突然サトシの腕を掴んでくるんとサトシが背中を向けたと思うと、そこにはふわふわの茶色の髪を揺らす可愛い女の子が立っていた。



『へ?!セレナ!!なんでここにいるんだよ!』



その姿を見たサトシから驚きと共に笑顔が弾けた。




―――チクリと少しだけ胸が痛む。




『昨日ちょうどここに着いたんだけど、たまたま目が覚めて外に出てみたらサトシが見えたの!!信じられなくて走ってきちゃった!あれ?サトシ、後ろの女の子はだれ?』



『あ、こいつがカスミだよ!前に一緒に旅してたって言ってただろ?』



『わぁ!あなたがカスミなのね!』



そのセレナという女の子はあたしにも満面の笑顔を見せた。



『ずっと話は聞いていたの!やっと会えた!』



『はじめまして、セレナ!あたしも会えて嬉しいわ』



・・・セレナは確かカロス地方で一緒に旅をしていたっていう。



・・・・サトシのことを好きな女の子。



タケシから聞いたその話が途端に頭をよぎって、出会った瞬間そんなこと思うなんて、あたしはなんて嫌な人間なんだとかき消すように頭を振った。
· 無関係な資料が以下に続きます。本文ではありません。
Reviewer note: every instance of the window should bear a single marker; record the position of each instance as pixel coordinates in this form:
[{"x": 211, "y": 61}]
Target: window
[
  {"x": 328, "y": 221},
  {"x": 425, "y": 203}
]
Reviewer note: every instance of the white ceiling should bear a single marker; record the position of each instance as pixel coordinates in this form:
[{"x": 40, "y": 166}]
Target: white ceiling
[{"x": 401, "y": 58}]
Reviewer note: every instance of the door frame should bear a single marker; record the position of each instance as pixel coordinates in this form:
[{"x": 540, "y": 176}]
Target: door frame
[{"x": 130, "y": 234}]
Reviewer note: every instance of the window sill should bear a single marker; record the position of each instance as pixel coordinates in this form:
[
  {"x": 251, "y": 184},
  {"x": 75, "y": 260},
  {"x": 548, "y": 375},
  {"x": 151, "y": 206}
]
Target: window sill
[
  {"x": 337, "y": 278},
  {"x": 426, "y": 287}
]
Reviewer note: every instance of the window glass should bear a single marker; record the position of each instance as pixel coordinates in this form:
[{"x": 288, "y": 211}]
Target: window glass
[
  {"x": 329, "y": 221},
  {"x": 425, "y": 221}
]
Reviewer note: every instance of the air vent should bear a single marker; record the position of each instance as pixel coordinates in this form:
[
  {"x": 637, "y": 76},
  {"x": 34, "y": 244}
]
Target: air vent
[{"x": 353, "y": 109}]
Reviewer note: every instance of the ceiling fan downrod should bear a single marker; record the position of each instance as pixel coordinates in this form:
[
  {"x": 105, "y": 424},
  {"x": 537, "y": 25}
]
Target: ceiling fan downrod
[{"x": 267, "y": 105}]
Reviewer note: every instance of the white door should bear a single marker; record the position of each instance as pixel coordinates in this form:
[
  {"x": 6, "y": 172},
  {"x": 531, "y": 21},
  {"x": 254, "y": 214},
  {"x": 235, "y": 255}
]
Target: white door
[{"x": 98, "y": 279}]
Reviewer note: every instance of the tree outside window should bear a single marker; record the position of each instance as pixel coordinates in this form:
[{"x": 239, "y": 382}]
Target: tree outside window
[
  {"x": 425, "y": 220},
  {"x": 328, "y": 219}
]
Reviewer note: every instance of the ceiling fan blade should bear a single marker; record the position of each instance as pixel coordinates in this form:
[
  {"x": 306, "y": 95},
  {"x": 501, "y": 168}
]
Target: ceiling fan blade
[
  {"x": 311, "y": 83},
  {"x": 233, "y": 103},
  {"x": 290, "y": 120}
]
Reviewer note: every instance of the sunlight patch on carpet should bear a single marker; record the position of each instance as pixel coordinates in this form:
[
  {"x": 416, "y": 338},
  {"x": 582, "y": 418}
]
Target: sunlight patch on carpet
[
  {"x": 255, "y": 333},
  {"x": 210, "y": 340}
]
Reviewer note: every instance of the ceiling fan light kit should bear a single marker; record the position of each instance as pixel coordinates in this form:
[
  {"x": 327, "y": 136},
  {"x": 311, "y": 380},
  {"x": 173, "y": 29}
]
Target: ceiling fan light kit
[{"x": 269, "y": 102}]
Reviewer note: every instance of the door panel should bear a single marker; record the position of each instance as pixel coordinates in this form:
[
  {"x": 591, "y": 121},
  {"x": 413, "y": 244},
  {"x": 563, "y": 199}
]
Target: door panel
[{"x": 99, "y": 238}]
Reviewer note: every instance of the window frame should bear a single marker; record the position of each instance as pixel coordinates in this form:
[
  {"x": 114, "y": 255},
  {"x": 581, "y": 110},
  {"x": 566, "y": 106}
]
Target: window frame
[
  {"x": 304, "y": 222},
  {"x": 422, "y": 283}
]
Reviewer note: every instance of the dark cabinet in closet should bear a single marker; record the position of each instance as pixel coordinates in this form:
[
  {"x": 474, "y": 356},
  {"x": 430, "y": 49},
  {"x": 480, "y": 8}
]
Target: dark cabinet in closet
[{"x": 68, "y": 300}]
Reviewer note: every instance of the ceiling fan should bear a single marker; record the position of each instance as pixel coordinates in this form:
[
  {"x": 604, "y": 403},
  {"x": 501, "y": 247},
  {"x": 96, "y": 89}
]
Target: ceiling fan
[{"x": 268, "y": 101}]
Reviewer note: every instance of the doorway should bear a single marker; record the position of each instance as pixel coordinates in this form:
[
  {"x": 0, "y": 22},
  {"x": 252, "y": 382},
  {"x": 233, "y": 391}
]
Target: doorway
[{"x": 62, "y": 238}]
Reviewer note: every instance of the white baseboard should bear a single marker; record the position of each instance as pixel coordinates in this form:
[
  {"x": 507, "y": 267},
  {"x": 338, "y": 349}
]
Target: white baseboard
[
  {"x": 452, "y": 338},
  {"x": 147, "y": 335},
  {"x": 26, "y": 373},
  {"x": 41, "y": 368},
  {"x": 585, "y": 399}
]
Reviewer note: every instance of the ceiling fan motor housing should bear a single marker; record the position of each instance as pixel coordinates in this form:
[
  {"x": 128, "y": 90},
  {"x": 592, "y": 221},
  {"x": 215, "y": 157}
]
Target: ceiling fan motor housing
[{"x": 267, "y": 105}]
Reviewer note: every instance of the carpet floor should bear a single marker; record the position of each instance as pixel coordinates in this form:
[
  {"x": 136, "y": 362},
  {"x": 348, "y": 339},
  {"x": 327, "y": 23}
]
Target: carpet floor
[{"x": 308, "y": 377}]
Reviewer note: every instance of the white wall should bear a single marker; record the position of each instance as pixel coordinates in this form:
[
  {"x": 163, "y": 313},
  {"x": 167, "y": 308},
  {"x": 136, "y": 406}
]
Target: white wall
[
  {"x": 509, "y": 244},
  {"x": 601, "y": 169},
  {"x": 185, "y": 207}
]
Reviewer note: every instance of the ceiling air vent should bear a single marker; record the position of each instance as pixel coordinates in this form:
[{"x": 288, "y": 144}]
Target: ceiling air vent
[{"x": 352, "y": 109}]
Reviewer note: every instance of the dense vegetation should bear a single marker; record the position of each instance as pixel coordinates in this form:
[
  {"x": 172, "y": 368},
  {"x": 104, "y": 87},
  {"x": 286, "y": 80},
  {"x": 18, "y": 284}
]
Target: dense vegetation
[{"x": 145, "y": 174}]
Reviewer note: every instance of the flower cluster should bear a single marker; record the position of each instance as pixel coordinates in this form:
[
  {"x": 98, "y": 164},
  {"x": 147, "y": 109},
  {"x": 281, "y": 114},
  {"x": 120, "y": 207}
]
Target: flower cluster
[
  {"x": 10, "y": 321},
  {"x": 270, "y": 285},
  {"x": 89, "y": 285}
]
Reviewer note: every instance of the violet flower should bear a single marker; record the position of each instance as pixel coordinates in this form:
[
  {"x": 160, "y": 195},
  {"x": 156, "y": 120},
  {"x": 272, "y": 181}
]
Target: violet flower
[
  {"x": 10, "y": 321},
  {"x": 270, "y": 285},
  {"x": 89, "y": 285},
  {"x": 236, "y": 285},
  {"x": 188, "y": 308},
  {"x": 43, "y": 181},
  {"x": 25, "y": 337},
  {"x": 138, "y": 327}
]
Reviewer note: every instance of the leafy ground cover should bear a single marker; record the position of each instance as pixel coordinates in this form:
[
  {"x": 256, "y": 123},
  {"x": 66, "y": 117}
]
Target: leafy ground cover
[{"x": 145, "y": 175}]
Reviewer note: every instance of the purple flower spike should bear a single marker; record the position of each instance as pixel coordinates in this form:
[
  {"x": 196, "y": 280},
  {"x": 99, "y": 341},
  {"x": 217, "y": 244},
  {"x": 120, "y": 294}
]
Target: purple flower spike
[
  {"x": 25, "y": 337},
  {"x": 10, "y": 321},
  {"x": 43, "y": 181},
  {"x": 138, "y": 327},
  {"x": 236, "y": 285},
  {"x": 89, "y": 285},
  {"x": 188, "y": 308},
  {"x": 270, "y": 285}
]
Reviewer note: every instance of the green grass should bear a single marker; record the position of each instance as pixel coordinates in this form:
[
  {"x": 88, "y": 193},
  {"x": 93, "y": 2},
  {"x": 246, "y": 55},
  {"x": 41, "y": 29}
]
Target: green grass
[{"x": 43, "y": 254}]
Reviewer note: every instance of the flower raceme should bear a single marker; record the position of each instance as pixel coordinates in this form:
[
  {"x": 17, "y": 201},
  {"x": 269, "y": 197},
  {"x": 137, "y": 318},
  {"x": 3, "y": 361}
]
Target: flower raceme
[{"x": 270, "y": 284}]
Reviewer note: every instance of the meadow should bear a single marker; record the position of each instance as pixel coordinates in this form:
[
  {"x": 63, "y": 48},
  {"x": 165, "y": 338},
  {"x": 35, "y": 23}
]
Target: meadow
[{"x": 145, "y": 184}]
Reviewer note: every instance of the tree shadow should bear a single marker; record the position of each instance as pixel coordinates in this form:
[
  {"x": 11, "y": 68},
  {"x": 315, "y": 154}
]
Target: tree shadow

『サトシ、あたしは向こうで何か飲んでくるから、2人で話してきたら?』



『え?』



『本当?でもサトシとバトルするんじゃ・・』



『いいのよセレナ。久しぶりなんだもの、ゆっくり話して。』



あたしはヒラヒラと手を振って、2人を後にして自販機の近くのベンチに座った。



向こうで楽しそうに話してる2人の姿が、どうしても視界に入ってくる。



あたしの知らない、2人が一緒にいた時間があることなんて当たり前のことなのに。



たぶん昨日の今日で、あの2人と一緒に会話をするのは今のあたしにキツいから離れてよかった。





『・・・嫌いって言われるよりは嬉しい、か。』





残念ながら、嫌がられてないイコール好きなわけじゃない。



あたしが他の女の子のことで嫉妬しても、サトシには全く関係のないことで・・



それが分かるくらい思考が大人になってしまった自分が悲しくなる。



昔みたいに無防備に怒ったり出来たら楽なのかなぁ―――・・あ。



視界の先で、セレナが差し出したボトルに入ったお水を何の躊躇もなく口にするサトシを見て、思わず固まってしまった。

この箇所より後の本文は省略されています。